Ejemplo n.º 1
0
class Walker(metaclass=abc.ABCMeta):
    """Base class for the walking strategies.

    Attributes:
        depth: The depth per entity.
        max_walks: The maximum number of walks per entity.
        sampler: The sampling strategy.
            Defaults to UniformSampler().
        n_jobs: The number of processes to use for multiprocessing. Use -1 to
            allocate as many processes as there are CPU cores available in the
            machine.
            Defaults to 1.
        is_support_remote: If true, indicate that the walking strategy can be
            used to retrieve walks via a SPARQL endpoint server.
            Defaults to False.

    """

    # Global KG used later on for the worker process.
    kg = None

    def __init__(
        self,
        depth: int,
        max_walks: Optional[int] = None,
        sampler: Optional[Sampler] = None,
        n_jobs: int = 1,
        is_support_remote: bool = True,
    ):
        self.depth = depth
        self.is_support_remote = is_support_remote
        if n_jobs == -1:
            self.n_jobs = multiprocessing.cpu_count()
        else:
            self.n_jobs = n_jobs
        self.max_walks = max_walks
        if sampler is not None:
            self.sampler = sampler
        else:
            self.sampler = UniformSampler()

    def extract(
        self, kg: KG, instances: List[rdflib.URIRef], verbose=False
    ) -> Set[Tuple[Any, ...]]:
        """Fits the provided sampling strategy and then calls the
        private _extract method that is implemented for each of the
        walking strategies.

        Args:
            kg: The Knowledge Graph.

                The graph from which the neighborhoods are extracted for the
                provided instances.
            instances: The instances to be extracted from the Knowledge Graph.
            verbose: If true, display a progress bar for the extraction of the
                walks.

        Returns:
            The 2D matrix with its number of rows equal to the number of
            provided instances; number of column equal to the embedding size.

        """
        if kg.is_remote and not self.is_support_remote:
            raise RemoteNotSupported(
                "Invalid walking strategy.

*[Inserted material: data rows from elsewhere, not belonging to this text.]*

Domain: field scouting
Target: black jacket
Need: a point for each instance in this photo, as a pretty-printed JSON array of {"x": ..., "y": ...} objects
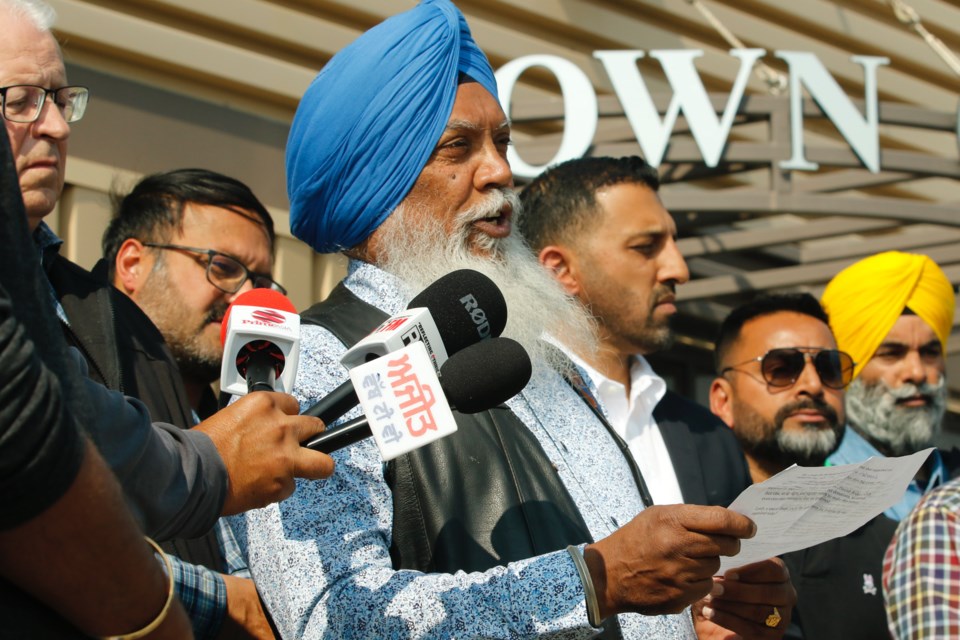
[{"x": 126, "y": 352}]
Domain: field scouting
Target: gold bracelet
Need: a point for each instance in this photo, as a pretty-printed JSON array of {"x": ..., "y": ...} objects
[
  {"x": 589, "y": 592},
  {"x": 157, "y": 621}
]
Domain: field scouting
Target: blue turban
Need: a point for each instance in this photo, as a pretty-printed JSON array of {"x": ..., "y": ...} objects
[{"x": 370, "y": 120}]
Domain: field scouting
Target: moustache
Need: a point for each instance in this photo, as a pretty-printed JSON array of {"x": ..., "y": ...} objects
[
  {"x": 490, "y": 207},
  {"x": 807, "y": 404}
]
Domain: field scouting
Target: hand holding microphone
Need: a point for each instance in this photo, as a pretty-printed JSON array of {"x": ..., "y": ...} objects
[{"x": 258, "y": 436}]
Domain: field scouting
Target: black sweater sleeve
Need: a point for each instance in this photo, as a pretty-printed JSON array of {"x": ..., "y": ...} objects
[{"x": 40, "y": 446}]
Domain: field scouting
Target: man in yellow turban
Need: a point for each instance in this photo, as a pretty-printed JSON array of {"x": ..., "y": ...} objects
[{"x": 893, "y": 313}]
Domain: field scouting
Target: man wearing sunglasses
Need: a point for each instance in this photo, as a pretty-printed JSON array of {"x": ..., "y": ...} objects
[
  {"x": 893, "y": 312},
  {"x": 780, "y": 388}
]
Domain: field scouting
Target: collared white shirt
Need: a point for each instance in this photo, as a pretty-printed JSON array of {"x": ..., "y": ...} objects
[{"x": 632, "y": 418}]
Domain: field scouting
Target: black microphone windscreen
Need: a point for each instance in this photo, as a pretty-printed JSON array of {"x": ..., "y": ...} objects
[
  {"x": 485, "y": 374},
  {"x": 466, "y": 306}
]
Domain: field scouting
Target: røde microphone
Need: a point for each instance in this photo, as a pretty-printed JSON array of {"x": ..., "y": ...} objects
[
  {"x": 456, "y": 310},
  {"x": 453, "y": 312},
  {"x": 260, "y": 333},
  {"x": 474, "y": 379}
]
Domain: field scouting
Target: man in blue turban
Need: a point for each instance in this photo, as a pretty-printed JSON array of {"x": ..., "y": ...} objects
[{"x": 397, "y": 157}]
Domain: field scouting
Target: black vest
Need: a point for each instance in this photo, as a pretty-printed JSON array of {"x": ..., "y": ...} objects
[{"x": 482, "y": 497}]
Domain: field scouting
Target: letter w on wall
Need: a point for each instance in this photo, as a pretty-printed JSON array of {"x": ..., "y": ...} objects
[{"x": 689, "y": 96}]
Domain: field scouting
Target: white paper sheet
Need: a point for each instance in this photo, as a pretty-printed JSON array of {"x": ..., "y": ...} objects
[{"x": 804, "y": 506}]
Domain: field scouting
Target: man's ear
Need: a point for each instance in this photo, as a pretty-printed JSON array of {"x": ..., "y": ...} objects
[
  {"x": 132, "y": 266},
  {"x": 721, "y": 400},
  {"x": 562, "y": 263}
]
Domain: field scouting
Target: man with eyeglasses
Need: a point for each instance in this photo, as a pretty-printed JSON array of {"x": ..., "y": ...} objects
[
  {"x": 182, "y": 245},
  {"x": 179, "y": 479},
  {"x": 893, "y": 312},
  {"x": 780, "y": 389}
]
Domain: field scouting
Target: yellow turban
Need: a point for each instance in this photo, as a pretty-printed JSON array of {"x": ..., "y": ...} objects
[{"x": 865, "y": 300}]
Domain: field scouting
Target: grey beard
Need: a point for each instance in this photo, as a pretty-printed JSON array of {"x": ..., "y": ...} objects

Please, choose a walking strategy "
                + "that can retrieve walks via a SPARQL endpoint server."
            )
        self.sampler.fit(kg)
        canonical_walks = set()

        # To avoid circular imports
        if "CommunityWalker" in str(self):
            self._community_detection(kg)  # type: ignore

        if kg.is_remote:
            asyncio.run(kg._fill_entity_hops(instances))  # type: ignore

        with multiprocessing.Pool(
            self.n_jobs, self._init_worker, [kg]
        ) as pool:
            res = list(
                tqdm(
                    pool.imap_unordered(self._proc, instances),
                    total=len(instances),
                    disable=not verbose,
                )
            )
        res = {k: v for elm in res for k, v in elm.items()}  # type: ignore

        for instance in instances:
            canonical_walks.update(res[instance])
        return canonical_walks

    @abc.abstractmethod
    def _extract(
        self, kg: KG, instance: rdflib.URIRef
    ) -> Dict[Any, Tuple[Tuple[str, ...], ...]]:
        """Extracts walks rooted at the provided instances which are then each
        transformed into a numerical representation.

        Args:
            kg: The Knowledge Graph.

                The graph from which the neighborhoods are extracted for the
                provided instances.
            instance: The instance to be extracted from the Knowledge Graph.

        Returns:
            The 2D matrix with its number of rows equal to the number of
            provided instances; number of column equal to the embedding size.

        """
        raise NotImplementedError("This must be implemented!")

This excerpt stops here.